I have used Seventh Generation’s baby wipes, but I don’t like that they contain sodium hydroxymethylglycinate (no, I didn’t just have a seizure while typing–that is actually how it’s spelled). This ingredient has not been assessed for safety, although it scores just a 2 out of 10 on Skin Deep. These wipes also contain sodium benzoate, an ingredient I avoid whenever possible. Basically, Seventh Generation’s wipes are just on the border of being Sneaky Stuff, but they are okay in a pinch. These wipes are widely available, including on Amazon, where you can get them for about 5¢ a wipe if you buy in bulk.
June 2016 Update: Seventh Generation no longer contain sodium hydroxymethylglycinate. One less thing to worry about!
Earth’s Best baby wipes are comprised of essentially the same ingredients as Seventh Generation’s wipes, and in addition they contain alkyl polyglycoside, a substance that has not been tested for safety as far as I can tell (I couldn’t find any studies.) Many people prefer these over the Seventh Generation wipes because they are sudsier. They are available everywhere, including Amazon, where you’ll pay about 5¢ a wipe if you buy in bulk.

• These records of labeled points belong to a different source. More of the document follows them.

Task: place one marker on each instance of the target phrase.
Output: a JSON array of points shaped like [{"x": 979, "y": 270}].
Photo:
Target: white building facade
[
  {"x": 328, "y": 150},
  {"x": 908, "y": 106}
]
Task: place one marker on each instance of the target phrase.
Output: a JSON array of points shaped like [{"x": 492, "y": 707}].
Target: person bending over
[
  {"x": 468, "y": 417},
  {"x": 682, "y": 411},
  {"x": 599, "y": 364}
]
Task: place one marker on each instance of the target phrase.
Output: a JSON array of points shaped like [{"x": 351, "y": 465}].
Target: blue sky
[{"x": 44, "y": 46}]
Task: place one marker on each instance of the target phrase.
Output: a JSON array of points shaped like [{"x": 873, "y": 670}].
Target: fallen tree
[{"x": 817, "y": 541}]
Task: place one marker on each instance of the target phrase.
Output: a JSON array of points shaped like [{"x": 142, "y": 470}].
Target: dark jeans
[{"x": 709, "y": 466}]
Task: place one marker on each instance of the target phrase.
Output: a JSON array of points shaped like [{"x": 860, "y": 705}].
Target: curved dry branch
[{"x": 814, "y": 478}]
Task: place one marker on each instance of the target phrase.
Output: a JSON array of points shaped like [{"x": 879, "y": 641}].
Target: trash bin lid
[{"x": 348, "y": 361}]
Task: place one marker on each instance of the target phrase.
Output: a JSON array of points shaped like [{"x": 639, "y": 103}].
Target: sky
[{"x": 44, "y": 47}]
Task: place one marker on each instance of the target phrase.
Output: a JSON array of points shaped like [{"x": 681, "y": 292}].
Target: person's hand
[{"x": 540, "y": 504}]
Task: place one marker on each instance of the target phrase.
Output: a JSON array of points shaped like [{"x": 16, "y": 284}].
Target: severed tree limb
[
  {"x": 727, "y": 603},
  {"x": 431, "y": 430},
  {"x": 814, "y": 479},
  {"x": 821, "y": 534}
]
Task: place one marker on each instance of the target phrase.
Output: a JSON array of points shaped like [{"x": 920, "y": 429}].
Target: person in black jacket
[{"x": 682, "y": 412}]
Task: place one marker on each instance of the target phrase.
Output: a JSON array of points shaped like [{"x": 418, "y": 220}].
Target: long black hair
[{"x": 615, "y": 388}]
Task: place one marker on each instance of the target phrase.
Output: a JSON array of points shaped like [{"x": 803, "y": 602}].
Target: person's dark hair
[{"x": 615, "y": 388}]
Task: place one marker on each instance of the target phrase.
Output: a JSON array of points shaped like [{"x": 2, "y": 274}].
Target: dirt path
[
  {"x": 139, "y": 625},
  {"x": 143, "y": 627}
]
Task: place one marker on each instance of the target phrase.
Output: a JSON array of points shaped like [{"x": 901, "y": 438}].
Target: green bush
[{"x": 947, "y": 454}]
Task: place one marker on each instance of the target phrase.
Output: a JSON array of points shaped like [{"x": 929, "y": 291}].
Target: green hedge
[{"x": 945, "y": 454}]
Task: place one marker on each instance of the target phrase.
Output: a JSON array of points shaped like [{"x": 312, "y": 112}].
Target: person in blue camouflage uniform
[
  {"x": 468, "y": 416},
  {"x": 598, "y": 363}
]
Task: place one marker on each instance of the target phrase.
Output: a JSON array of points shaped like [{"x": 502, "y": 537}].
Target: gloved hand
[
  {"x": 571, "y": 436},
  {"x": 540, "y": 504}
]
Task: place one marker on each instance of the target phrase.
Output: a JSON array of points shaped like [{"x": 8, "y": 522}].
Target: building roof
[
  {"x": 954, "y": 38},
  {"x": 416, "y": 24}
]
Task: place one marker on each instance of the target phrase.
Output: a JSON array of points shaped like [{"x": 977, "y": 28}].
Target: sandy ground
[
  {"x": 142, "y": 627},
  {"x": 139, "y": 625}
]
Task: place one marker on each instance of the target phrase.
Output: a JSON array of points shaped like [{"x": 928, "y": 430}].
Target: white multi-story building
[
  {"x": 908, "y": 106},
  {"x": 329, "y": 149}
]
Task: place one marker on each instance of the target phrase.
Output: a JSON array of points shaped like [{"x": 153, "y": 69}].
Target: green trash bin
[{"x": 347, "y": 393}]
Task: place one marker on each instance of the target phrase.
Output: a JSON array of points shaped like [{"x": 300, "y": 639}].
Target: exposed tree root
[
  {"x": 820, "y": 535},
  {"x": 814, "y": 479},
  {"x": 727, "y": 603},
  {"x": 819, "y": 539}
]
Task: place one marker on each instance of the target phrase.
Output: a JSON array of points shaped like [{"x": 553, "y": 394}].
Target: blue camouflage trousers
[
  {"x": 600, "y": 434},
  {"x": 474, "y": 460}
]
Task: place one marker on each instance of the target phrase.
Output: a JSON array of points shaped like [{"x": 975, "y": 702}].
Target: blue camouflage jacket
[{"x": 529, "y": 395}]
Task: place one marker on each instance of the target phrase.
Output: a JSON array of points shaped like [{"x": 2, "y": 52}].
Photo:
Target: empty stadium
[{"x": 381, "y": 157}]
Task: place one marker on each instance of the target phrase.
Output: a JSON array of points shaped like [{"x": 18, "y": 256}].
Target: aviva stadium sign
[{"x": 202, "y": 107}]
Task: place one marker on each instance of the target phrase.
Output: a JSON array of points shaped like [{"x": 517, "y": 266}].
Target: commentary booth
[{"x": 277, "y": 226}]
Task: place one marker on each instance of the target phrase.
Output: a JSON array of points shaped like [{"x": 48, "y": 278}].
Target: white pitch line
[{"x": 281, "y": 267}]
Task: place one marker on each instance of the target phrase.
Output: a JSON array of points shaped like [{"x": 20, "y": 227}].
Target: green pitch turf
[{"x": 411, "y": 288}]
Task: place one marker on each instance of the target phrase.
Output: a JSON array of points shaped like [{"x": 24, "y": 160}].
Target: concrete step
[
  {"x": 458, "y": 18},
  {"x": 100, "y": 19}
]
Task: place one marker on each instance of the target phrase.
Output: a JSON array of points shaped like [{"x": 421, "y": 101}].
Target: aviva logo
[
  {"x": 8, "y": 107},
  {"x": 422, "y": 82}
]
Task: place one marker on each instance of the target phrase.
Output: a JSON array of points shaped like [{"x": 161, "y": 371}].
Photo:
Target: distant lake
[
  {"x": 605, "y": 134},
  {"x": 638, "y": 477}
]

If you are a regular reader of mine, you know I often categorize BabyGanics as Sneaky Stuff. Their wipes, however, are actually not bad, with sodium benzoate being the only questionable ingredients. The wipes are actually a better bet than Seventh Generation in my opinion, although still behind all the Best Stuff and Good Stuff above.
The Bad Stuff
Unsurprisingly, Huggies baby wipes are some of the worst. Even their unscented wipes contain a number of questionable ingredients–including numerous parabens and DMDM hydantoin, a known human immune system toxicant–so don’t be fooled by the natural-sounding varieties (Cucumber and Green Tea, for example). I can barely stomach the scent of these wipes.
Pampers is another brand that just doesn’t make any safe wipes, despite their numerous varieties; while a few score only moderate hazard on Skin Deep, the majority are ranked high hazard, thanks to parabens, fragrance, and benzyl alcohol. Even their “Sensitive” label should be avoided, as they include PEG chemicals, sodium benzoate, and other nasties. Oh, and the wipes themselves are made of a plastic blend.

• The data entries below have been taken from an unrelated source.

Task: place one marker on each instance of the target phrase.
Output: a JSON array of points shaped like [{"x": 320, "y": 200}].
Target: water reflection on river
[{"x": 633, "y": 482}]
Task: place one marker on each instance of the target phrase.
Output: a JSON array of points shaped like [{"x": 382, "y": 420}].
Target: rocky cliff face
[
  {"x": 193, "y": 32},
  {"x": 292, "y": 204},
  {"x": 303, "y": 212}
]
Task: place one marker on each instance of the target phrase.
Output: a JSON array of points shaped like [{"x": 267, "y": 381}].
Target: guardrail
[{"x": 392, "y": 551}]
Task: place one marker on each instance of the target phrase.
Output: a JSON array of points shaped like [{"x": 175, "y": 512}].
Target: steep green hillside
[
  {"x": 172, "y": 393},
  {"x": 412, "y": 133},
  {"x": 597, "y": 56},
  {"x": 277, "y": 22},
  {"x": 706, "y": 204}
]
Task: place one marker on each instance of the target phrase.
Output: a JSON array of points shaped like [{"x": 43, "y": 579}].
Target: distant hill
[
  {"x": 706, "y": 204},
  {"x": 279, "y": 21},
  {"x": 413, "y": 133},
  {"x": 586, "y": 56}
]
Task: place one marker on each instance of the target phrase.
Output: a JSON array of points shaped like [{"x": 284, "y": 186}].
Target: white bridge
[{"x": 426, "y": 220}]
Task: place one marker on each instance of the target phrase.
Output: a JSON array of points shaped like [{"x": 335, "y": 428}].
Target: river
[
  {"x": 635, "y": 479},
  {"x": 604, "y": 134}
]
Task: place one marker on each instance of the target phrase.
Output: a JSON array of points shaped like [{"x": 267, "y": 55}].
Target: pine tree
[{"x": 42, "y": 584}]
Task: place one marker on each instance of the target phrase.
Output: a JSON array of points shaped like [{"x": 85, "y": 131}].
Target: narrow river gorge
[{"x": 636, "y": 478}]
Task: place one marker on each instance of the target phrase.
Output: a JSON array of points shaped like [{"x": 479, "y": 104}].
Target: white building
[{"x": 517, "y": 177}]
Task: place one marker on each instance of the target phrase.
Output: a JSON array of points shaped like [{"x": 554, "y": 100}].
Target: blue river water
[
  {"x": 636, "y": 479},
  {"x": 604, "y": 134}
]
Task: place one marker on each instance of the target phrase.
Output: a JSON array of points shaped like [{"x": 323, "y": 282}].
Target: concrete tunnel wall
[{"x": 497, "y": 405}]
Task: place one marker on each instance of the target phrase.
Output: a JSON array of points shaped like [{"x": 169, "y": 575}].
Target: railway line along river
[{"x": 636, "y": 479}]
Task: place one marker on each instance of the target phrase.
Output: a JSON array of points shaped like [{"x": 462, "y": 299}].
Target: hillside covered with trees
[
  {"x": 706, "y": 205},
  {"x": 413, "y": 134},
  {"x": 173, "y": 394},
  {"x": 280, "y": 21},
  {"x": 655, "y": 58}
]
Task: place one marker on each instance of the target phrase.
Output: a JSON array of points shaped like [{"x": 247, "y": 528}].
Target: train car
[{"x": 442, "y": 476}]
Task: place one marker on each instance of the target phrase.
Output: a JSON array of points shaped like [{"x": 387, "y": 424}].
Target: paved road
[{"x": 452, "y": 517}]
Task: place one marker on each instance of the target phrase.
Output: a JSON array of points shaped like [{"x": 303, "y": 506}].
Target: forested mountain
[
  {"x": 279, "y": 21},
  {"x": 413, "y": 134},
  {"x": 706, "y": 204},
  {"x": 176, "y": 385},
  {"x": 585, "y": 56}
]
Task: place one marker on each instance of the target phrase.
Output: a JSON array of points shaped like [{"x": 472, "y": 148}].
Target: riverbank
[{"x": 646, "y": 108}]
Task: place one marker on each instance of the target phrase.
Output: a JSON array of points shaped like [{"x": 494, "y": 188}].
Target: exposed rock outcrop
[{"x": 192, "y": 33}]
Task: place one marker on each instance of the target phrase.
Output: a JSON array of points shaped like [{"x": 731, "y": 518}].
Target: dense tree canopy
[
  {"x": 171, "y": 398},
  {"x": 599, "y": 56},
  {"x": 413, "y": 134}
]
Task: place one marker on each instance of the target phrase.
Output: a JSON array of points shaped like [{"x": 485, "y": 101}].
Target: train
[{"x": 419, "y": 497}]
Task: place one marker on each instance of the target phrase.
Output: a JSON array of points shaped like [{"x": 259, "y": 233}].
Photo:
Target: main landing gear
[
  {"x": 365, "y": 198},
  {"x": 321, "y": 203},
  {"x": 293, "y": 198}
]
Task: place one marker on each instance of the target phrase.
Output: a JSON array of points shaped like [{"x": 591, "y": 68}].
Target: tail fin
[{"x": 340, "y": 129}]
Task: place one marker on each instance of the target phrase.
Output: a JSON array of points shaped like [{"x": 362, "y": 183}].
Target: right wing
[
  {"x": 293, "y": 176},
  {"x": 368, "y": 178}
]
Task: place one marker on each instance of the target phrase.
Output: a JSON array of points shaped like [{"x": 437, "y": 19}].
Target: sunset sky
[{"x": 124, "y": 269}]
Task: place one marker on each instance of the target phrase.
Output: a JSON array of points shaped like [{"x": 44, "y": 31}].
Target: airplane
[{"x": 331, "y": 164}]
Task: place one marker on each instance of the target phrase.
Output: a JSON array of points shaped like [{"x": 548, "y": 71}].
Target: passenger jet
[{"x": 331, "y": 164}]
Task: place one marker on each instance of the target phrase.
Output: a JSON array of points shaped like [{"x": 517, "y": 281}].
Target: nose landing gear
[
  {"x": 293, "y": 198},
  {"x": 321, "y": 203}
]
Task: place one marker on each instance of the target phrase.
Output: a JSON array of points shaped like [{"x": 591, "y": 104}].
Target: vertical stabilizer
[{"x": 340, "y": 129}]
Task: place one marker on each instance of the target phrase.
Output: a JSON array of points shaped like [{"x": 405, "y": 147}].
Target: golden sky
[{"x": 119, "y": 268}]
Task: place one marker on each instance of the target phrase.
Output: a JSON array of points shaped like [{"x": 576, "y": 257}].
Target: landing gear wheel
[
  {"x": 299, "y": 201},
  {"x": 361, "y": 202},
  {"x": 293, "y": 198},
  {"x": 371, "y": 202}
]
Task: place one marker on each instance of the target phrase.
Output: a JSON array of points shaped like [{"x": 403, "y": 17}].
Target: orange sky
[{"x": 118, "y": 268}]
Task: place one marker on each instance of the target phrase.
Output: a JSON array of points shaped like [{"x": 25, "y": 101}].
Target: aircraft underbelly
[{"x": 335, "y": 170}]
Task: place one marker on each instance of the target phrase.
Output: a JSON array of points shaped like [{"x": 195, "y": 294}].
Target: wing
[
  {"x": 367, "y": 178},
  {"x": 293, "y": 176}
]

Kirkland wipes, which seem to be many people’s favorite, do have an improved formula as of 2014. Most notably, they now use a safer preservatives and have taken out PEG chemicals and propylene glycol. Still, I don’t like phenoxyethanol or sodium benzoate, so Kirkland wipes are still Bad Stuff in my book–just slightly less bad than they were before.
The Sneaky Stuff
Huggies Natural Care Baby Wipes
contain parabens and methylisothiazolinone. This is a particularly egregious use of the word “natural.”Update: In 2014, the ingredients of Huggies Natural Care were updated, and they ditched the parabens and methylisothiazolionone. Because these wipes still contain phenoxyethanol and cocamidopropyl betaine (which scores a 5 on Skin Deep), they remain in the Sneaky category.

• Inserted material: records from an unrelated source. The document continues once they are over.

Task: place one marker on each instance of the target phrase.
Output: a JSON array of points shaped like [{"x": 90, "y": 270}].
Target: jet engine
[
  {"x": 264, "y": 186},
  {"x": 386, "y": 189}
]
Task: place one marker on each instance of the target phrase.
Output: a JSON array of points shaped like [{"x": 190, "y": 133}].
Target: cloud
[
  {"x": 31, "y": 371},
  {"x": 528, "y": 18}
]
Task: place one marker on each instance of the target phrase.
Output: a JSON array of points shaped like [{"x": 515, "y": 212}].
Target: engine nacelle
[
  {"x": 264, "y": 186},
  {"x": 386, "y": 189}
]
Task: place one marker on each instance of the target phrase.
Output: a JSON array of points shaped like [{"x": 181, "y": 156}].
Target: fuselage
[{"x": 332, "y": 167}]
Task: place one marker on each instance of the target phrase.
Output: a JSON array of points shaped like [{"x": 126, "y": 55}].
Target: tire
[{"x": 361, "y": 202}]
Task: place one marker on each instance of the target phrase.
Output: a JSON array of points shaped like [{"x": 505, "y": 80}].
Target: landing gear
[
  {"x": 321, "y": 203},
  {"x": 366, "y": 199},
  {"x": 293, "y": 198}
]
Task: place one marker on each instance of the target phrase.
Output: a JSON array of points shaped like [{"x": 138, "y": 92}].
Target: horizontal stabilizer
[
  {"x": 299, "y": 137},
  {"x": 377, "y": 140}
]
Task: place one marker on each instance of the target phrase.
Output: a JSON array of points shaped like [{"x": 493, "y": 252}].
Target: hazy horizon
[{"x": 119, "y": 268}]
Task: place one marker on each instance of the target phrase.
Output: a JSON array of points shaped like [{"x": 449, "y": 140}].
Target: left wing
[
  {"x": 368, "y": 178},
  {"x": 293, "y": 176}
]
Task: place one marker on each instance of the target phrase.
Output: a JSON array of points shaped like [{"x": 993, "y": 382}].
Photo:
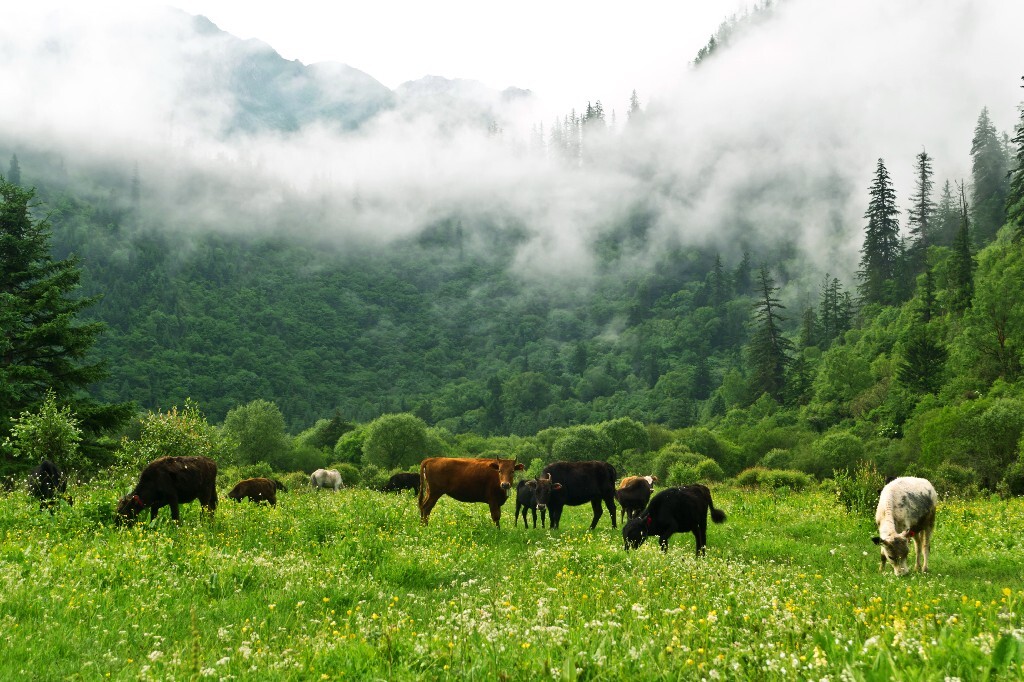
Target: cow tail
[{"x": 717, "y": 515}]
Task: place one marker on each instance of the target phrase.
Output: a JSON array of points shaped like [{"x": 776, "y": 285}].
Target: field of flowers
[{"x": 350, "y": 586}]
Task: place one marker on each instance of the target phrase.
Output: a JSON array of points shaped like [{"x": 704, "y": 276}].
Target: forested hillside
[{"x": 537, "y": 297}]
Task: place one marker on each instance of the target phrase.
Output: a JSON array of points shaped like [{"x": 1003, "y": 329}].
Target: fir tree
[
  {"x": 881, "y": 254},
  {"x": 989, "y": 186},
  {"x": 921, "y": 218},
  {"x": 42, "y": 345},
  {"x": 769, "y": 349},
  {"x": 1015, "y": 196}
]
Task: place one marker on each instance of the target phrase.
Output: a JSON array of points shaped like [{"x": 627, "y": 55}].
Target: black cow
[
  {"x": 674, "y": 510},
  {"x": 633, "y": 495},
  {"x": 170, "y": 481},
  {"x": 46, "y": 483},
  {"x": 402, "y": 481},
  {"x": 577, "y": 483}
]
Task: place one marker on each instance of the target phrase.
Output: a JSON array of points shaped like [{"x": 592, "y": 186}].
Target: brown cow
[
  {"x": 467, "y": 480},
  {"x": 256, "y": 489},
  {"x": 171, "y": 480}
]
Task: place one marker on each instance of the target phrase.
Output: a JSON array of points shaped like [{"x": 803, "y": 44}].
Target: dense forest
[{"x": 741, "y": 352}]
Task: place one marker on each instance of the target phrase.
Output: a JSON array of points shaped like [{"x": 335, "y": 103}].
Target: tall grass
[{"x": 350, "y": 585}]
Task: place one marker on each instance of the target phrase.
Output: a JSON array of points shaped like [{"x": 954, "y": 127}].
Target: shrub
[{"x": 858, "y": 491}]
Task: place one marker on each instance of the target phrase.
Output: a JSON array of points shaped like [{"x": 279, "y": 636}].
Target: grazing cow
[
  {"x": 577, "y": 483},
  {"x": 47, "y": 483},
  {"x": 171, "y": 481},
  {"x": 682, "y": 509},
  {"x": 402, "y": 481},
  {"x": 634, "y": 494},
  {"x": 906, "y": 509},
  {"x": 257, "y": 489},
  {"x": 326, "y": 478},
  {"x": 467, "y": 480}
]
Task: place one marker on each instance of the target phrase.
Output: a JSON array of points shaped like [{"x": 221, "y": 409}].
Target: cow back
[{"x": 582, "y": 481}]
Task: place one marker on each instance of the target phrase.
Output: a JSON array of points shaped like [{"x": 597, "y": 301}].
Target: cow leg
[
  {"x": 427, "y": 506},
  {"x": 610, "y": 504},
  {"x": 596, "y": 504}
]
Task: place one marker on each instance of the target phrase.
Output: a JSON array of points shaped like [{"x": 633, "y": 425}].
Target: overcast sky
[{"x": 566, "y": 51}]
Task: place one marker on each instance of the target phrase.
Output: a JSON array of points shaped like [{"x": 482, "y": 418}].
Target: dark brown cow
[
  {"x": 634, "y": 494},
  {"x": 256, "y": 489},
  {"x": 170, "y": 481},
  {"x": 467, "y": 480}
]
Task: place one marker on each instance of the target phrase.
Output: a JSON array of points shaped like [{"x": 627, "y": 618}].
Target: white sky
[{"x": 566, "y": 51}]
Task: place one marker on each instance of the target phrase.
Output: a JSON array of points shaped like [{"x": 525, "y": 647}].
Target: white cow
[
  {"x": 906, "y": 509},
  {"x": 326, "y": 478}
]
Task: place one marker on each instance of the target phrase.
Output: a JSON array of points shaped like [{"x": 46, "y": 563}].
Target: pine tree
[
  {"x": 1015, "y": 197},
  {"x": 42, "y": 346},
  {"x": 921, "y": 218},
  {"x": 14, "y": 171},
  {"x": 989, "y": 186},
  {"x": 947, "y": 217},
  {"x": 962, "y": 285},
  {"x": 881, "y": 253},
  {"x": 769, "y": 349}
]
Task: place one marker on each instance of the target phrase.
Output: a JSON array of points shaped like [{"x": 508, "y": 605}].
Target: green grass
[{"x": 351, "y": 586}]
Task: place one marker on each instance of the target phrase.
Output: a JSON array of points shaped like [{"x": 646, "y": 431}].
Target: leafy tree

Naty Eco Wipes call themselves “100% eco,” which is a meaningless statement (especially from a brand with a bunch of synthetic ingredients in it!). It’s worth noting that Skin Deep’s rating of these wipes is wrong because Naty has changed their ingredients to be somewhat safer. These wipes actually aren’t THAT bad, but they do contain sodium benzoate and benzoic acid, both of which score a 3 on Skin Deep’s hazard scale.